Recommended ages: 2+
Creativity plays an important role in a child’s development. Take a tip from Lee Perry, CCRI’s Quality Every Day Manager, and set up a spooky science lab! Giving children their own space to experiment lets them practice pouring, create colors, and combine ingredients while developing spatial skills, improving hand-eye coordination, and fostering independence.
Pro Tip: Use a large pan, tray, or shallow bin for the science lab to help contain the fun. Set up the lab outside if the weather is nice.
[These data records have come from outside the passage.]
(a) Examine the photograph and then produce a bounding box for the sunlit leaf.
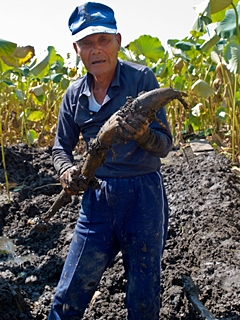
[191,79,214,98]
[215,6,240,38]
[15,89,24,101]
[200,34,220,52]
[191,103,203,117]
[175,41,196,51]
[194,0,238,25]
[29,84,44,97]
[27,111,44,122]
[228,43,240,74]
[42,73,63,83]
[27,129,38,144]
[0,39,17,58]
[127,35,165,62]
[216,107,228,121]
[61,78,70,90]
[0,39,35,67]
[30,46,63,79]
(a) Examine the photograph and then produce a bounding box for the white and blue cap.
[68,2,117,42]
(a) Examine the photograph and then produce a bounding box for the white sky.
[0,0,203,58]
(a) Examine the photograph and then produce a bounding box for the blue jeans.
[48,172,168,320]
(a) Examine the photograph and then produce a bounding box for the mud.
[0,145,240,320]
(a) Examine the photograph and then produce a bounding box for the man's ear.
[73,42,78,53]
[116,33,122,50]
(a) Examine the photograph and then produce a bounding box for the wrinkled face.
[73,33,121,77]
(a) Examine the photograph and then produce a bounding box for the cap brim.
[72,26,117,42]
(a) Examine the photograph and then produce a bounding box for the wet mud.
[0,145,240,320]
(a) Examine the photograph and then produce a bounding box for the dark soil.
[0,145,240,320]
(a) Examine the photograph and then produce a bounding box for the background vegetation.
[0,0,240,164]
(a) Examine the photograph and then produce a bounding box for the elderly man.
[49,2,172,320]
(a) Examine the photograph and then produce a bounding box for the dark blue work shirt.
[53,61,172,178]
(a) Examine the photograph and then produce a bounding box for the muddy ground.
[0,145,240,320]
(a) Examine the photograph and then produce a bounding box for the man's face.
[74,33,121,77]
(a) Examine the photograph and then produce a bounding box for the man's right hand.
[60,166,81,195]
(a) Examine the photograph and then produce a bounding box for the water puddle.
[0,236,36,264]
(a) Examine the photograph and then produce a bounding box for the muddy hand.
[60,166,81,195]
[118,113,149,142]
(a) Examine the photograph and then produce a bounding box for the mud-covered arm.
[135,127,172,158]
[52,149,74,176]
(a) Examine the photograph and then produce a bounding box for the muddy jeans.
[48,172,168,320]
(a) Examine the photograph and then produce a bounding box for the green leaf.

Step 1: Collect containers and tools
Choose different size jars, cups, bowls, or other containers. Consider including a plastic jack-o-lantern bucket for a cauldron. Lay out a variety of tools: spoons, scoops, whisks, basters, medicine droppers, and funnels. Make sure to include tools that are age-appropriate and challenging (but not frustrating).
Step 2: Gather materials
Ask your child what ingredients she’d like to use for her science experiments. Liquids with different weights such as water, cooking oil, and dish soap work well. Dry ingredients might include flour, salt, sand, or coffee grounds. Acorns, leaves, pine straw, or small pine cones are great additions, especially if the science lab is set up outside.
To add a spooky touch, suggest that your child add some spider rings; gummy worms; orange, black, and purple pompoms; or any other creepy party favors you might have around the house. Follow your child’s lead as she gathers materials.
Pro Tip: Customize your child’s materials with her age, abilities, and interests.
Step 3: Let your scientist get started!
Ask open-ended questions to get your child to think about what she wants to create and how to create it. Repeat back to your child what you hear her saying, elaborating when necessary. Here are a few questions to ask:
- What will happen if we mix this with this?
- I wonder how we can get the salt into this bowl?
- What else might you need?
Pro Tip: Talking is a powerful way to help children extend their thinking. Note in this video how Lee models asking her child to talk through her experiment.
Note: Supervise your child closely during this activity, as some items can be choking hazards for younger children.